(SHINE) The Sustainability and Health Initiative for Netpositive Enterprise

                      

                    

The Sustainability and Health Initiative for Netpositive Enterprise (SHINE) is led by long-time Human Flourishing Program (HFH) collaborator Dr. Eileen McNeely, who moved SHINE from the Harvard School of Public Health to Harvard’s Institute for Quantitative Social Science to work side-by-side with HFH.  SHINE’s research centers around the meaning and impact of work in our lives, including how work affects our flourishing. SHINE collaborates with organizations as incubator labs to study real-time, real-world challenges and to examine the ways in which work and business influence well-being. Specifically, SHINE research aims to map a universal language and understanding of complete well-being -- including the drivers of well-being, the impact of work systems and new work designs on well-being, and the conditions for resiliency and for flourishing.  The research will help broaden our understanding about how business leaders and policy-makers can augment the quality of life and the future sustainability of all stakeholders – employees, supply chain workers, consumers, investors, communities, and the environment.
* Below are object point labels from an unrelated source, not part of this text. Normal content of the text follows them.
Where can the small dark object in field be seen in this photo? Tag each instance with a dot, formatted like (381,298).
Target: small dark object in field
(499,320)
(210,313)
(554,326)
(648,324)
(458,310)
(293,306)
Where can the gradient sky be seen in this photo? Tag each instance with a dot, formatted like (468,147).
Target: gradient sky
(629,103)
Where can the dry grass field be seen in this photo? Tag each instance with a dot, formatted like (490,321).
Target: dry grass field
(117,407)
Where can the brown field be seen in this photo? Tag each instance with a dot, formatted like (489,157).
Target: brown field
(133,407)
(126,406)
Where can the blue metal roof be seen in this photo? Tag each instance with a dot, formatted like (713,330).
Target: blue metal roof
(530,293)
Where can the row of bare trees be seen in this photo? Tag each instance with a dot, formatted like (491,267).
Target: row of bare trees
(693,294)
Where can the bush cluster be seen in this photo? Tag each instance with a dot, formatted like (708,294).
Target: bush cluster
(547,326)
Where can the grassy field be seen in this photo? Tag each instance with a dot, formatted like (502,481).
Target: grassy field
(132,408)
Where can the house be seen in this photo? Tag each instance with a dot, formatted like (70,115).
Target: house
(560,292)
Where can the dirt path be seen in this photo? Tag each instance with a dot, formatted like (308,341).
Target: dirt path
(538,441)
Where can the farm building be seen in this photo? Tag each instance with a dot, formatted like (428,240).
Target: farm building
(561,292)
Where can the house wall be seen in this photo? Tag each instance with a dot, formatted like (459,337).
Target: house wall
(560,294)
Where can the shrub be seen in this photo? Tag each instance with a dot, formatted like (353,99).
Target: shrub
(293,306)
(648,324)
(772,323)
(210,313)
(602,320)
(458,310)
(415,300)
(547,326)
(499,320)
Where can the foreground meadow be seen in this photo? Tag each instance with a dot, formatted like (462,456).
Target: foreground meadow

This aim is enabled by the collection of data from across the value chain and from multiple industries to account for the ripple effects of work—global supply chain factories, corporate board rooms, manufacturing facilities, community organizations, schools, and other workplaces. SHINE researchers leverage multi-disciplinary understandings, including economics, social psychology, health science and flourishing, ethics, organizational behavior, and management science, revealing new insights to inform future of work and sustainability.